Residual Reinforcement Learning for Waste-Container Lifting Using Large-Scale Cranes with Underactuated Tools
Qi Li, Karsten Berns
TL;DR
This work tackles high-precision container lifting with a truck-mounted hydraulic loader crane that features an underactuated discharge unit. It proposes residual reinforcement learning (RRL), which augments a stable nominal Cartesian controller with a learned residual policy, allowing improved trajectory tracking and swing suppression under unmodeled dynamics. The nominal controller comprises Cartesian admittance tracking, pendulum-aware anti-swing acceleration, and damped least-squares IK with a nullspace term, while a PPO-trained residual policy refines control during a critical alignment segment; training leverages episode initialization and domain randomization in Isaac Lab, with a final blending u=(1-λ)nor u + λ res u.

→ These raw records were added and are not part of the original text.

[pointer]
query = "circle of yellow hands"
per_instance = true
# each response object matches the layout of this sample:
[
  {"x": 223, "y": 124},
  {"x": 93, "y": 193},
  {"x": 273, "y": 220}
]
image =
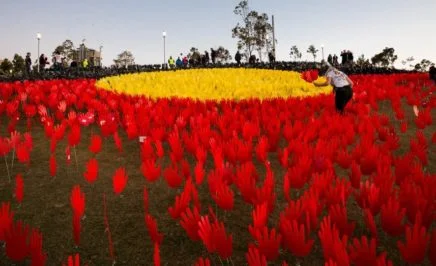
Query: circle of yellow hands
[{"x": 214, "y": 84}]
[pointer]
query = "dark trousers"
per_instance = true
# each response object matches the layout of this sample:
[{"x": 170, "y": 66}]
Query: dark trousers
[{"x": 342, "y": 96}]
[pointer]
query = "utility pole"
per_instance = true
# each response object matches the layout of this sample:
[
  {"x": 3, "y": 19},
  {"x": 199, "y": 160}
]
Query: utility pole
[{"x": 274, "y": 37}]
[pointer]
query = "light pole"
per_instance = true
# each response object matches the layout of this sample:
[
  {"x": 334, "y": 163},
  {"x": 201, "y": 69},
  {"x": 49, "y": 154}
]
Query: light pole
[
  {"x": 322, "y": 52},
  {"x": 164, "y": 35},
  {"x": 101, "y": 62},
  {"x": 38, "y": 37}
]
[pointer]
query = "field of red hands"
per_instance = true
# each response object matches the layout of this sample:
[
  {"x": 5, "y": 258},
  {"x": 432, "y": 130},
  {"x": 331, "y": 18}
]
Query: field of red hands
[{"x": 303, "y": 170}]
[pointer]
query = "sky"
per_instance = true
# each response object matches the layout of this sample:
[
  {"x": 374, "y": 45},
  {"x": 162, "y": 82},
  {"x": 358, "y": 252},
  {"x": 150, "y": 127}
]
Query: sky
[{"x": 364, "y": 27}]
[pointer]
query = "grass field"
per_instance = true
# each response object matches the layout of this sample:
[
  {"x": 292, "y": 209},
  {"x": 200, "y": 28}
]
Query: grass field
[{"x": 46, "y": 204}]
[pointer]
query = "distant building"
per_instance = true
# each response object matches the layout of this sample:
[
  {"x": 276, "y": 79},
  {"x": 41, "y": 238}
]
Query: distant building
[{"x": 93, "y": 56}]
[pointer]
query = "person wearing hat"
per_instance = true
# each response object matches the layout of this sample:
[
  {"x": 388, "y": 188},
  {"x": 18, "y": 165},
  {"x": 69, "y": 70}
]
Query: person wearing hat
[
  {"x": 432, "y": 73},
  {"x": 28, "y": 62},
  {"x": 342, "y": 86}
]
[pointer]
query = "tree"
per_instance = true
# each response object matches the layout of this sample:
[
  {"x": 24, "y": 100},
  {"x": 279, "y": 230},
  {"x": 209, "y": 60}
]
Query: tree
[
  {"x": 295, "y": 53},
  {"x": 409, "y": 60},
  {"x": 124, "y": 59},
  {"x": 6, "y": 66},
  {"x": 194, "y": 54},
  {"x": 254, "y": 31},
  {"x": 312, "y": 50},
  {"x": 66, "y": 50},
  {"x": 362, "y": 61},
  {"x": 425, "y": 64},
  {"x": 222, "y": 55},
  {"x": 385, "y": 58},
  {"x": 18, "y": 63}
]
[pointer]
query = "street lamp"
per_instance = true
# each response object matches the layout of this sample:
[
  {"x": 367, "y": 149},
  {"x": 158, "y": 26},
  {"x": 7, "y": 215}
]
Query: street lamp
[
  {"x": 322, "y": 51},
  {"x": 101, "y": 64},
  {"x": 38, "y": 36},
  {"x": 164, "y": 35}
]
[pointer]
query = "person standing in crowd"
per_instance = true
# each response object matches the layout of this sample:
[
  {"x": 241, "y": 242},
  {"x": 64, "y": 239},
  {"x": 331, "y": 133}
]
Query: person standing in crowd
[
  {"x": 432, "y": 73},
  {"x": 42, "y": 62},
  {"x": 252, "y": 59},
  {"x": 343, "y": 57},
  {"x": 85, "y": 63},
  {"x": 342, "y": 86},
  {"x": 238, "y": 57},
  {"x": 28, "y": 64},
  {"x": 330, "y": 59},
  {"x": 171, "y": 62},
  {"x": 213, "y": 55},
  {"x": 271, "y": 58},
  {"x": 335, "y": 60},
  {"x": 206, "y": 57},
  {"x": 179, "y": 62}
]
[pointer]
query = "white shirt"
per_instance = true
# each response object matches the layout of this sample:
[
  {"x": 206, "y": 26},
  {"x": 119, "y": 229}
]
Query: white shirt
[{"x": 338, "y": 78}]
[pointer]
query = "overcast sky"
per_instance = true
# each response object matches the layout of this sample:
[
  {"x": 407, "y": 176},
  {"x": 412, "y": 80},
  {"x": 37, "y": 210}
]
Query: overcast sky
[{"x": 136, "y": 25}]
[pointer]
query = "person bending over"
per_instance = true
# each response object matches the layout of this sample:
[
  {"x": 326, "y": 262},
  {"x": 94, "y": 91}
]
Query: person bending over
[{"x": 342, "y": 87}]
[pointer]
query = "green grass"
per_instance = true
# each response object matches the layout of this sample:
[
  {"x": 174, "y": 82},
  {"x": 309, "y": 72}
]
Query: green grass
[{"x": 46, "y": 205}]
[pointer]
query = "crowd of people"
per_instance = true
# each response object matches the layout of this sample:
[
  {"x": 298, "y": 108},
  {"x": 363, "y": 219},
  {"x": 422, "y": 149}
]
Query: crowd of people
[{"x": 59, "y": 69}]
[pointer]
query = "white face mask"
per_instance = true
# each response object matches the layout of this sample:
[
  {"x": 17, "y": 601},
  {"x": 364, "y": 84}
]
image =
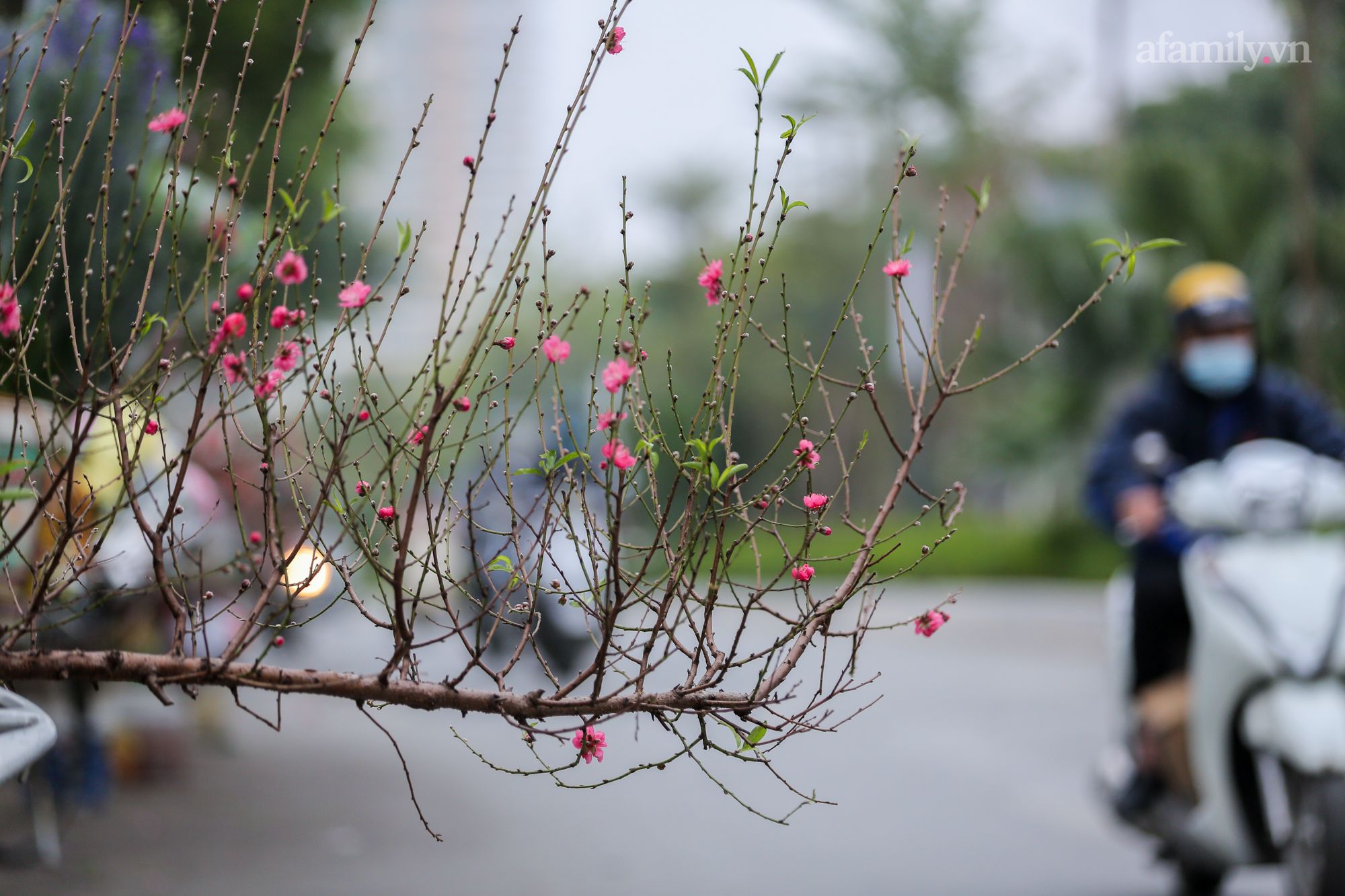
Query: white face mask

In simulation, RRL yields higher lifting success rates, tighter tracking, and reduced swing than the nominal controller alone, with ablations showing complementary benefits of anti-swing and residual learning and robustness to parameter variations, pointing to promising real-world deployment after incorporating hydraulic dynamics and real hardware validation.
Abstract
This paper studies the container lifting phase of a waste-container recycling task in urban environments, performed by a hydraulic loader crane equipped with an underactuated discharge unit, and proposes a residual reinforcement learning (RRL) approach that combines a nominal Cartesian controller with a learned residual policy. All experiments are conducted in simulation, where the task is characterized by tight geometric tolerances between the discharge-unit hooks and the container rings relative to the overall crane scale, making precise trajectory tracking and swing suppression essential. The nominal controller uses admittance control for trajectory tracking and pendulum-aware swing damping, followed by damped least-squares inverse kinematics with a nullspace posture term to generate joint velocity commands. A PPO-trained residual policy in Isaac Lab compensates for unmodeled dynamics and parameter variations, improving precision and robustness without requiring end-to-end learning from scratch. We further employ randomized episode initialization and domain randomization over payload properties, actuator gains, and passive joint parameters to enhance generalization. Simulation results demonstrate improved tracking accuracy, reduced oscillations, and higher lifting success rates compared to the nominal controller alone.